There are expectations we christians carry with us as we walk through our daily lives.  We are expected to be righteous, God fearing and excellent in all that we do.  For to do anything less would be a failure on our part.  This is our higher calling.  We are to walk as Christ with all of the love and humility which He exhibited.  One of the greatest struggles I hear of when I talk to other believers is the almost impossible expectations which the world, and the church, place upon them.  Christians aren't supposed to get angry, vengeful or display any other form of negative human emotion we might think of.  Instead, we are to be a army of dutiful christian soldiers marching through life.  Tell me how that's working out for you.  As for me personally, I think that God sort of lowered His expectations of my behavior long ago.  Yes, I'm a christian, but I'm also human.  I'm a human created in my heavenly Fathers image.  I am a man with the breath of my Lord within me {Genesis 2:7}.  Do I screw up?  Absolutely!  I believe one of the mysteries of being a christian is knowing that Christ is in you despite all of your own failures {Galations 2:20}.  Remember that Jesus was the example we have been shown throughout the ages of a perfect man.  Jesus is all loving, all caring and...all man.  That's right, Jesus is all that I am or will ever be.  Knowing this, I am also all that Christ is.  The righteous christian will assuredly turn up his nose and snort, "Yes, but Jesus was the perfect example of a man and you...are a sinner!"  Let me clarify that by saying that I once WAS a sinner.  It is but by the work of Christ that I am no longer a slave to my former ways {Romans 6:6}.  We do well to recognize Christ as the example of a perfect man.  For that He most certainly was.  However, just because Jesus carried the mantle of  the worlds perfect man doesn't mean that things were always smiles and sunshine in His world.  Think you screwed up today?  Did you piss off the religious authorities of your congregation?  Jesus most certainly did that, among other human things. 

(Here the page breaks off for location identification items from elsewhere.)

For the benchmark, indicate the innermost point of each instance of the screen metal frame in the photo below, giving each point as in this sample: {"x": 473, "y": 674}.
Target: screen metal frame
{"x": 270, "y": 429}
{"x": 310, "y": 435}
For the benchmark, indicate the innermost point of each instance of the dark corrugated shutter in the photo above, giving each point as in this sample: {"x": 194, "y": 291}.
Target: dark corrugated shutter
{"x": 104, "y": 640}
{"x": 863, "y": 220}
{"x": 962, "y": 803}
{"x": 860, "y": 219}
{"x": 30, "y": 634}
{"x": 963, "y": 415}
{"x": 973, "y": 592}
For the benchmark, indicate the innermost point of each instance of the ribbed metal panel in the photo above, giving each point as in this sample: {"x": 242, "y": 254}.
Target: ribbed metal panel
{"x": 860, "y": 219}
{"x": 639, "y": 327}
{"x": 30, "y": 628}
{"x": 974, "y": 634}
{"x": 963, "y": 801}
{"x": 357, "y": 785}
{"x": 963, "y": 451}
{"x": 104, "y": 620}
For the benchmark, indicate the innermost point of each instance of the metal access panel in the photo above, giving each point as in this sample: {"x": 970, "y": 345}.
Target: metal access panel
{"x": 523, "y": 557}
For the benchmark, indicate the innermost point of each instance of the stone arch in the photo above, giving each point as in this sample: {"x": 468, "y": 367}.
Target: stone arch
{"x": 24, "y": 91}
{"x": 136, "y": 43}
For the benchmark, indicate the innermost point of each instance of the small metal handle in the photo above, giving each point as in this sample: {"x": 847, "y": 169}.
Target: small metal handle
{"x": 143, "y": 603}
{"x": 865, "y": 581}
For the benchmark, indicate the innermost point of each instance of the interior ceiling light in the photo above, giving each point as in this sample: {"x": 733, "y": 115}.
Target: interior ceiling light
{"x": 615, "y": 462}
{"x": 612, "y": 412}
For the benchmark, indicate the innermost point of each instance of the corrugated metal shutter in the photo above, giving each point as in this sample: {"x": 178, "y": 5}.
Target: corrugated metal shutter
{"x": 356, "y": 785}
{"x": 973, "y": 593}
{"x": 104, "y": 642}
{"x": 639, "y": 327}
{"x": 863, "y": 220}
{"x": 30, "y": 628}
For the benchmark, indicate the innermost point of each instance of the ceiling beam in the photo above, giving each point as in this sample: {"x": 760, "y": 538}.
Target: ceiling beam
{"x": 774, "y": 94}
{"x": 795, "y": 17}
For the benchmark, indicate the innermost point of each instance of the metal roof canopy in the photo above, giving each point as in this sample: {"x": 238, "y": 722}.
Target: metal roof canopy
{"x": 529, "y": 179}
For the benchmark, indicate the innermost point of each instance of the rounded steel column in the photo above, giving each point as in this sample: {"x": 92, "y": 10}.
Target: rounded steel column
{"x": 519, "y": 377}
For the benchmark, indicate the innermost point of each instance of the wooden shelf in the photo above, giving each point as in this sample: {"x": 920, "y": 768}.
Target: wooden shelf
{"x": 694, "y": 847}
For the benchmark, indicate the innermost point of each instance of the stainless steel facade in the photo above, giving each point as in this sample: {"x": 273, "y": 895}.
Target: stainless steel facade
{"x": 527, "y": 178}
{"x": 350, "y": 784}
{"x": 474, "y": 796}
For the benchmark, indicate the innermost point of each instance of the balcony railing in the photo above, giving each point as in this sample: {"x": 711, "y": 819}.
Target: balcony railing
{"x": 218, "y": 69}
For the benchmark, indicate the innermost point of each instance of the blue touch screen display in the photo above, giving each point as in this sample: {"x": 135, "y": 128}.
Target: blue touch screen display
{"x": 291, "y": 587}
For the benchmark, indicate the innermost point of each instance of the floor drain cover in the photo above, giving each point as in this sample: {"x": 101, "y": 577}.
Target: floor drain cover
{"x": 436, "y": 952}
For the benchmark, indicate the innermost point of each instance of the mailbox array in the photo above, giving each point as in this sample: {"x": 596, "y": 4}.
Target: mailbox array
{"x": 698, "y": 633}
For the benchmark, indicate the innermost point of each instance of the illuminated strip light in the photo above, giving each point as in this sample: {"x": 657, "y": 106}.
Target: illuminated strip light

5Let this mind be in you which was also in Christ Jesus, 6who, being in the form of God, did not consider it brobbery to be equal with God, 7but made Himself of no reputation, taking the form of a bondservant, and coming in the likeness of men.
Philippians 2: 5 - 7 NKJV

See, despite Jesus being the perfect example of man, He was still flesh and blood as we are.  Jesus was human enough to become angry and upset with what was going on around Him.  Yet despite His outbursts against the authorities of His time, Jesus was emotional enough to weep as well.  Yes, Jesus has experienced all which we have and then some.  You think there are other believers out there holding that yardstick to measure your christian performance every day?  Try being hounded by the religious leaders on a regular basis.  See, according to them Jesus didn't walk the straight and narrow line required by someone who claimed to be as holy as He was.  In fact, they didn't believe that Jesus was who He said He was.  How can sinful man be God?  They didn't get it.  Honestly, most christians don't.  Whenever I mention that it is the Spirit of Christ who dwells in each of us, I usually get quite a few blank stares.  This is the seperation mentality of christian teaching.  Despite there being scriptures which tell us of His Spirit in us, we continue to see Jesus as being enthroned in heaven apart from Gods children.  That's been the prevailing teaching of the day.  Knowing this, it isn't hard to see why it's so difficult for many to see Jesus as having the same attributes as we do...good and bad.  So, knowing that it Jesus who lives in me, what happens when I mess up?  What happens when I do something I shouldn't?  Does this mean that Jesus has run for the hills as far from me as possible?  Not at all.  In fact, I believe that it is in these times that He draws Himself even closer to me.  Why?  To remind me of just who it is that I really am.  To remind me that my identity doesn't lie in the eyes of the world but in He who is in me.  See, despite how hard the world around us tries to convince us that we're not walking the christian life, the truth is something far different alltogether.  It is the world around us that fails to walk with Him.